Metastable colloidal states of liquid metallic solutions

Branching of curves produced during the heating and subsequent cooling process after sample melting was observed while investigating the temperature dependences of liquid alloy properties. The given phenomenon was observed only when the initial materials had a heterogeneous crystalline structure. This is associated with conservation of microscopic inhomogeneities (1-10 nm) in the melt, inherited from the initial materials or appearing when the components are mixed near the liquidus. Such aggregates represent a disperse phase enriched with one of the components being in metastable equilibrium with the dispersion phase of a different composition. The colloidal state is irreversibly destroyed with temperature increase to values T-hom characteristic of the given composition. Then the system transfers to the state of a true solution which is stable in the entire zone above liquidus. The introduction of surface-active elements that reduce the interface tension at the boundaries of colloidal particles leads to destruction of microheterogeneity at lower temperatures.
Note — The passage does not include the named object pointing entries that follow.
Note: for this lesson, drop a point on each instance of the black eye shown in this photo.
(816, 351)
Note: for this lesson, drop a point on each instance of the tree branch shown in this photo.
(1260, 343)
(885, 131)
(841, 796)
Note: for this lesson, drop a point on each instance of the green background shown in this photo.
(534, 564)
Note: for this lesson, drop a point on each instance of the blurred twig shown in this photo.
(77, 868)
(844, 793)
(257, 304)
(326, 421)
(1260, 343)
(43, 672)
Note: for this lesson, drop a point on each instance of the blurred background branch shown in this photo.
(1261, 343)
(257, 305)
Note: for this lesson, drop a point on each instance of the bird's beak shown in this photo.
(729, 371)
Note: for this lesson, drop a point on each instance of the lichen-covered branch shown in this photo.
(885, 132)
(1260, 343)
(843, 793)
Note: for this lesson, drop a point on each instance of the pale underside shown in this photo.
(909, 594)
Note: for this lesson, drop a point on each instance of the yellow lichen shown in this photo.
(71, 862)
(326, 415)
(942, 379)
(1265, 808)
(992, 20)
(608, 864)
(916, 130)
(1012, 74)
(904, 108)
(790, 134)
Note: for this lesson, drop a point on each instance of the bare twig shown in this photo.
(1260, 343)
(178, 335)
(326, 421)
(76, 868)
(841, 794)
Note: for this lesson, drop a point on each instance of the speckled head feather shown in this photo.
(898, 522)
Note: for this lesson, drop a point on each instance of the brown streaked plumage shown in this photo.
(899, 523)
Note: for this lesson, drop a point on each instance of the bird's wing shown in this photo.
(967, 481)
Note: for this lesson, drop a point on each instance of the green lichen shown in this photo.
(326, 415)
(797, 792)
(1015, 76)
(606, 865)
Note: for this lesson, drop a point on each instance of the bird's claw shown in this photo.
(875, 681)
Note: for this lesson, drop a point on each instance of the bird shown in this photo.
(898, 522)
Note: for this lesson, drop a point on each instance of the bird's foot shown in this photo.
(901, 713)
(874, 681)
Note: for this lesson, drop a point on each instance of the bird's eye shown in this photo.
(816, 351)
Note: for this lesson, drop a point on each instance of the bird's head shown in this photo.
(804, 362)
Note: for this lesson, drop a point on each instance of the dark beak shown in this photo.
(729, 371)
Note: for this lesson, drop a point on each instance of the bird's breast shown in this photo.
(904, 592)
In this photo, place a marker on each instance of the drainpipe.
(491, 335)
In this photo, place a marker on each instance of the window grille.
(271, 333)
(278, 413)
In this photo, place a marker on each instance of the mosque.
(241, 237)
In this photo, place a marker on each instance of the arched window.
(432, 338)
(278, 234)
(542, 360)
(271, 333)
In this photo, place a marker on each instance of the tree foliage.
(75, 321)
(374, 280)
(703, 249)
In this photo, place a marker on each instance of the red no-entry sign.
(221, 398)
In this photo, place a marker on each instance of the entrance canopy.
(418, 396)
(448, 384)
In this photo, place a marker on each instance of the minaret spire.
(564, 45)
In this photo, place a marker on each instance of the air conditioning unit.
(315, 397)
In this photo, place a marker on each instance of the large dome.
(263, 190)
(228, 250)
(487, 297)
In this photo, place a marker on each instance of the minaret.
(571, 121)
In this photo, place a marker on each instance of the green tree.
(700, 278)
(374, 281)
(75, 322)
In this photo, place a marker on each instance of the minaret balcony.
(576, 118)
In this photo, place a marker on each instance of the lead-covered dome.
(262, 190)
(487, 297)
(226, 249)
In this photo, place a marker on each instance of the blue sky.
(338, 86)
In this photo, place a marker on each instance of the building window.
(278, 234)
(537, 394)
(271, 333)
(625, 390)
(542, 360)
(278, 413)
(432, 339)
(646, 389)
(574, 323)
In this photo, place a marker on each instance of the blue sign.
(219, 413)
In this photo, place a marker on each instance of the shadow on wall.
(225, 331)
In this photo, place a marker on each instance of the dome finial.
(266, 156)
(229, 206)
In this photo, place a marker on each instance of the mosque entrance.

After transition of the system to a true solution state, the ingot or metallic glass structure which forms on cooling or quenching changes greatly. In systems with immiscibility gaps, one can get a macrohomogeneous fine-disperse structure of the frozen emulsion. In the Cahn-Hilliard approximation, the authors analyse the model system including a disperse particle weighted in a dispersion phase of another composition, confirming the concept.